I need to keep making new games, but at the same time, from now on, I could just do rewrites. And the rewrites sell great. Avernum 2: Crystal Souls is going great guns. [It released in January and, according to Spiderweb Games, is selling extremely well.] I’m hugely pleased and relieved, because it’s a great design and people love it.

A lot of new people are picking it up. They’re like, “Oh, who’s this guy?” They’re loving it, too. I will be doing rewrites until I retire. Who knows when that’ll be, but it’s not going to be for a long time. I have to rewrite the whole Geneforge series. That’s five games.

GamesBeat: Do you have a favorite game out of the 22?

Vogel: Every game I’ve released has things about it that I think are terrific and ways in which I think they failed. Nethergate, for example, has a really cool setting and a really cool story and a really innovative way of presenting that story, so I really love that game, but I have a hard time saying it’s my favorite because Geneforge is really cool

Avernum 4 and 5 are cool. Avernum 2 and 3 have storylines that are as good as anything I’ve done. Avernum: Escape from the Pit is the first one, and it’s really — I can’t come up with a favorite.

Probably my least favorite was Blades of Avernum, an Avernum game with the scenario construction kit, because it was incredibly draining and incredibly hard to write. It took forever. And then it sold really poorly. So if you want my favorite game, it is not Blades of Avernum.

Blades of Avernum

Above: Not likely to be remade anytime soon: Blades of Avernum.

Image Credit: Spiderweb Games

GamesBeat: Which one are you looking forward to redoing the most?

Vogel: Geneforge 1. The Geneforge series is weirdly — it’s hugely popular. I’m still surprised at how enduring it is, although among really serious hardcore RPG fans, a lot of them consider it my great work. I kind of agree with them.
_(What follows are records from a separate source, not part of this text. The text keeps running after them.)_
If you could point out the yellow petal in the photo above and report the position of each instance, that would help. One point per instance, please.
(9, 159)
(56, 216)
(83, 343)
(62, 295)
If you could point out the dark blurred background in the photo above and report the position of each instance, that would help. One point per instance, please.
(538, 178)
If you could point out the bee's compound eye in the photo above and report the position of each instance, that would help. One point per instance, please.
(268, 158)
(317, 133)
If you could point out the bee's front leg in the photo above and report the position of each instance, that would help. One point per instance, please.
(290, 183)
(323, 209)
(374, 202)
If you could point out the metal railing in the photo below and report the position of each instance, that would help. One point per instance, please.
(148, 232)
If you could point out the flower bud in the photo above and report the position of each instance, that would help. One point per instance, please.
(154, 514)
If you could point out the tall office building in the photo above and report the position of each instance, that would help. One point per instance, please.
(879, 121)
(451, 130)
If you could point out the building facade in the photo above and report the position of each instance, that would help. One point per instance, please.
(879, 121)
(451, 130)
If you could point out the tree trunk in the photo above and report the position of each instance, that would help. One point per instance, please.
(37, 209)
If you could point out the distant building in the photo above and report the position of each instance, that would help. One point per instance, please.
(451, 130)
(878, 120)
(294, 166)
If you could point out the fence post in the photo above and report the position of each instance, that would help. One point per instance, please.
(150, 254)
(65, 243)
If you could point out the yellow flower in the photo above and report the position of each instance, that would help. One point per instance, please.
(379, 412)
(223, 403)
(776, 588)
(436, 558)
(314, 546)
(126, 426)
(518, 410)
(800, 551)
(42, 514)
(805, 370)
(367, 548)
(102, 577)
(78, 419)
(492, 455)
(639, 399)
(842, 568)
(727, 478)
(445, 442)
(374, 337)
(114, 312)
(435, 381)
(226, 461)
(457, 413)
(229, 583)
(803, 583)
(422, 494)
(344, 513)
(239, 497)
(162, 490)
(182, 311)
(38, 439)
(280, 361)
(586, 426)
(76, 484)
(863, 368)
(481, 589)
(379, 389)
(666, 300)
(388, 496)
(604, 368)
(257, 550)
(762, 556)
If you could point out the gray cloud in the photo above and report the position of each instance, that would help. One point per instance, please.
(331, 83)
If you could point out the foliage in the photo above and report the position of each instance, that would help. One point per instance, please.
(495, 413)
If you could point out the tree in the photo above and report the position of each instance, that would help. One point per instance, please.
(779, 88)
It’s a hugely innovative design. It’s open-ended. It’s super-open-ended in terms of how you develop your characters, how you progress through your game, what political factions you join. They have an almost unprecedented amount of player freedom. The storyline is cool. The characters are cool.

The Geneforge games are really neat. But the presentation is archaic. There are a lot of things I did in them design-wise that just never really worked, never really came together. I have to leave the basic open-endedness of it alone. But there’s stuff on the periphery that never quite worked right, and I want to rewrite and redesign all of that to make it more interesting and compelling.